Ça y est.
Une fois de plus, le train des vacances nous a déposés dans l’antichambre de l’automne. On regarde l’été s’éloigner et on se sent un peu bête. Sur la bordure du quai, quelques fleurs de cafard en profitent sournoisement pour exhaler leur parfum aigrelet.

Alors vite, éloignons-nous de quelques mètres. Et avant de se mettre bravement en route, je vous sers un morceau d’imaginaire, tout frais sorti de mes valises à souvenirs.
Etes-vous assis ? Bien allons-y.

C’est le dernier jour du mois d’août. Les nhoursons ont suivi, en larmes, la chute des premières feuilles. Désastreux spectacle.
Oh elles s’en fichent bien, ces affreuses, de signer ainsi le terrible retour sur les bancs de l’école, puisqu’elles sont déjà mortes.

Elzéar s’est indigné plus fort que tous les autres, avec beaucoup d’application. Et puis il a grimpé le sentier des Gwyliaux jusqu’à la première fourche, celle où l’on prend le chemin des hauts alpages. Et là, en se bourrant de myrtilles, il a ri, tout seul et tout l’après-midi, de la fin de l’été et de la mort des feuilles.

Un peu avant le dernier coucher de soleil du dernier jour du mois d’août, il attendait coeur battant, comme tous les ans, Sögumadur, qui descend de sa montagne.

À chaque retrouvaille, Elzéar compte les perles. Une de plus, c’est une nouvelle histoire.
Sögumadur commence toujours pareil. La main fermée sur la perle choisie. Et puis, après un soupir de silence, pour faire remonter les mots de son coeur à ses lèvres, il murmure « écoute… »
Et Elzéar écarquille les oreilles pour mieux recevoir la voix basse et rocailleuse, et le monde autour de lui disparaît.

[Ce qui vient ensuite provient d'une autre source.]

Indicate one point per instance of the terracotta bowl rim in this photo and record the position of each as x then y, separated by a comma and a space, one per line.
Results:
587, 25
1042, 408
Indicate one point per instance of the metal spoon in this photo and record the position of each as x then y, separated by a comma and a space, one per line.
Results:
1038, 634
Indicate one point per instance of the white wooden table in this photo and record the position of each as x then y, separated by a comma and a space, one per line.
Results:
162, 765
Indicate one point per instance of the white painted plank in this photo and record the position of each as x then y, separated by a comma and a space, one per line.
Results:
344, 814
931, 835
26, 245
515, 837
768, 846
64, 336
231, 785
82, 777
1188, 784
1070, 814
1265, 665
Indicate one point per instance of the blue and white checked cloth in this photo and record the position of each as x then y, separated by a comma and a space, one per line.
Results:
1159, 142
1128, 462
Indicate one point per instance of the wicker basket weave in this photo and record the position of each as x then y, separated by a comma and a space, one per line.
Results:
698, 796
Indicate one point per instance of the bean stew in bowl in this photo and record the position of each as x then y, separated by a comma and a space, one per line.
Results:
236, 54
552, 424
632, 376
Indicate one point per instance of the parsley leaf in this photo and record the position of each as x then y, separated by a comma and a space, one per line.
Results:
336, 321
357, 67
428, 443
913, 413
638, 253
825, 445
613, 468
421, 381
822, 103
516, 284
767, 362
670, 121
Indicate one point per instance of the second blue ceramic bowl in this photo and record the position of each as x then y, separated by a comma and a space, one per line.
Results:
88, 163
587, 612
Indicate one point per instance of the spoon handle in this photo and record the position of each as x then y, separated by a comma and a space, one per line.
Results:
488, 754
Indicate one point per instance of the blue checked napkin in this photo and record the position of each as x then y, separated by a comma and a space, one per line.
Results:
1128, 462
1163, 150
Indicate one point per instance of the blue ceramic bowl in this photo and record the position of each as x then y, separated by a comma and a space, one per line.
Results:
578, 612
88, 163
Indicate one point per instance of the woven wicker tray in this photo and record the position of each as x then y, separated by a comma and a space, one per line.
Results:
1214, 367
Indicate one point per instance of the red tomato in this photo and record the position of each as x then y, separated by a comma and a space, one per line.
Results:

Et sortent de son coeur des histoires de royaumes aux héritiers perdus, de fontaines rajeunissantes, de lampadaires que seuls les aveugles voient, de dragons presque invincibles mais qui finissent enchaînés, de graines minuscules qui deviennent des arbres géants, de princes séducteurs et traîtres, de rois terribles et bons, de palais de mosaïques et d’or, et puis de hordes de poneys sauvages, par milliers.

Et le vieux dit « tu vois Elzéar, une histoire, il faut l’aimer pour en bien comprendre l’essence. Et pour aimer une histoire, il faut l’apprendre et se la dire souvent. Il faut la savoir par coeur, par le coeur, et pas juste par la tête ».
Et le gamin répète, après lui, les mots enchanteurs.

Le dernier jour du mois d’août, Sögumadur descend des alpages et s’installe chez Pappolène jusqu’à Noël.

Alors Elzéar n’arrive jamais à pleurer la fin de l’été.